Anne Hoch Mann, Radius, so springt man doch nicht mit seinen Eltern um!
RLG Weiterhin erfuhr sie von Radius Lehr keine Gegenwehr, nicht einen Hauch. Nein, er wurde von Anne Hoch bis in Abrahams Laden gezerrt, der an einem solchen Tag immer noch offen hatte. Unter einem seiner Trödel – und Kramtische zog er einen riesigen, hoffnungslos überfüllten Karton hervor. Mit Kerzen aus aller Herren Ländern, ja, die Auswahl unendlich, in der Tat, in der Tat, alle möglichen und unmöglichen Farben und Formen standen zur Verfügung, lange und kurze, dicke und dünne, glatte und gezwirbelte, und fast jedes Exemplar seiner schier unüberschaubaren Sammlung schien ein Unikat zu sein. Anne Hoch drückte Radius Lehr zwei besonders schöne in die Hände. Weiße Kerzen, zurück zum Grab drängte sie ihm auch noch dazu, das „Vater unser“ aufzusagen. Oder wäre in diesem Falle, was die Bezeichnung anging, ihr nachzuplappern treffender gewesen?

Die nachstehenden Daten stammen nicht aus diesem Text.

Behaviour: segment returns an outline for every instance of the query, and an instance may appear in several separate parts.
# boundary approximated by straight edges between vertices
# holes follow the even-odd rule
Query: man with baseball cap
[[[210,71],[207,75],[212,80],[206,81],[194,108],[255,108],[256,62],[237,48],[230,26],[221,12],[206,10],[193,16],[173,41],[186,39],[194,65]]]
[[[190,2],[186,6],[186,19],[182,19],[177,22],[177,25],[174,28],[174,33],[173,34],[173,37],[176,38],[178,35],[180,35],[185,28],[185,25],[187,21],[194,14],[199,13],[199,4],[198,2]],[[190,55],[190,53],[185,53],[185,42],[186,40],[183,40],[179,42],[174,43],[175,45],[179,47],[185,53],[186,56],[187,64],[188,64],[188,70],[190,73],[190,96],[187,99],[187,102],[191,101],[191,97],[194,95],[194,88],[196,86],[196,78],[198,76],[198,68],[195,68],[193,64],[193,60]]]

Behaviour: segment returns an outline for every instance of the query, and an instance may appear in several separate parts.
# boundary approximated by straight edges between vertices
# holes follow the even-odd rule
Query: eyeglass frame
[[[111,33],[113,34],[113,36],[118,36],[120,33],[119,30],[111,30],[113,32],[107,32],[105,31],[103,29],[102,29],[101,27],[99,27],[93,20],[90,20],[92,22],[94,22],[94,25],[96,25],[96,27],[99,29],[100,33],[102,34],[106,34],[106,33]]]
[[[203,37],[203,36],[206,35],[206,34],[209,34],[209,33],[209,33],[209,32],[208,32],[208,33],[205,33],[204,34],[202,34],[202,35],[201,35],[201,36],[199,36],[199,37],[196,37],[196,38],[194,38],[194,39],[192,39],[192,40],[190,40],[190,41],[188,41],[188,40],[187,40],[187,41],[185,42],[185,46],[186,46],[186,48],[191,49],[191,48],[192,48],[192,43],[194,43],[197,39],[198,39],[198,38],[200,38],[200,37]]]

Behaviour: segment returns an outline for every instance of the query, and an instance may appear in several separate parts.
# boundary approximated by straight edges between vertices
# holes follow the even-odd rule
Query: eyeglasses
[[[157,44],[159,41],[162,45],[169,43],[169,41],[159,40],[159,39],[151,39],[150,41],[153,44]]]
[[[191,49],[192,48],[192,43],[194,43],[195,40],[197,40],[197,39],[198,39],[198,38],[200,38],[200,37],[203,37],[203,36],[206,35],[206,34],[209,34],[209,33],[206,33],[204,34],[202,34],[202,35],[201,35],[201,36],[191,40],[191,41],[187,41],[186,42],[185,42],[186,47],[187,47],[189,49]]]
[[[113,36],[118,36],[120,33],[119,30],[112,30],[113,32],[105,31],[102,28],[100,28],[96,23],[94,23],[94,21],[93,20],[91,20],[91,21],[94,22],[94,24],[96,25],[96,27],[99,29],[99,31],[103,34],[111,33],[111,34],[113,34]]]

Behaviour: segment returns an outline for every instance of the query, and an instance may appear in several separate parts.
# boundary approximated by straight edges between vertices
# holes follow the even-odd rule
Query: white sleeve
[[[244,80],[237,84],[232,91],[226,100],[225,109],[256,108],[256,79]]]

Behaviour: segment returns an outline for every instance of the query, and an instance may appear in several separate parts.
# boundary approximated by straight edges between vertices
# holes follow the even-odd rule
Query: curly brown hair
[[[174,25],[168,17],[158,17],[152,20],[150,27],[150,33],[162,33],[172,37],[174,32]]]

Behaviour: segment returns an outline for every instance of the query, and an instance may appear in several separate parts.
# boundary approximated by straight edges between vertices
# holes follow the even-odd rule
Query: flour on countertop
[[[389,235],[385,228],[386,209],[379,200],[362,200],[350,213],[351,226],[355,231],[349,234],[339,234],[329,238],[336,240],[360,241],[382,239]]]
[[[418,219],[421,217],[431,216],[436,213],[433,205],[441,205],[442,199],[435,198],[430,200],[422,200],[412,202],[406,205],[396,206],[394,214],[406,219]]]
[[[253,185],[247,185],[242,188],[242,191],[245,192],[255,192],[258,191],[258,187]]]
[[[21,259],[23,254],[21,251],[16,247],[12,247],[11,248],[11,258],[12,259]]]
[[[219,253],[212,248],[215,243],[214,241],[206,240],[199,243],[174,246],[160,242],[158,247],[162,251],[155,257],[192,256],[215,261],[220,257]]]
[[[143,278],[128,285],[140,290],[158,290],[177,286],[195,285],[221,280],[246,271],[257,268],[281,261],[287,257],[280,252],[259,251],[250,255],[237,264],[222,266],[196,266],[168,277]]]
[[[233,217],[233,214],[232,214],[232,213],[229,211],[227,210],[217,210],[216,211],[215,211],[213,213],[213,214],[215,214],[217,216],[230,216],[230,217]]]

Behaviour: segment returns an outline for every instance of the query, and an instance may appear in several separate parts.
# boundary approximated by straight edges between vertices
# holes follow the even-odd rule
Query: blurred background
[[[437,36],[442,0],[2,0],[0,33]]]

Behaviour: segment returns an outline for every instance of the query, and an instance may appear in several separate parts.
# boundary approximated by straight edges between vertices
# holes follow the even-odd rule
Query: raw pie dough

Als sie zurück, war inzwischen alles feierlich angerichtet worden, und der Abend verlief ohne weitere Vorkommnisse.
ßilberling Weihnachten feiern - wie schön das sein kann.
RLG Du sagst es, und nach dem Mahl bildeten sich zwei Gruppen.
ßilberling Dein Radius und die Anne.
RLG Ach, natürlich, selbstverständlich, was denn sonst, die beiden hockten unter dem Christbaum und beschäftigten sich mit ihren Geschenken wie Märchenbücher, Malbücher, und so weiter, und so fort.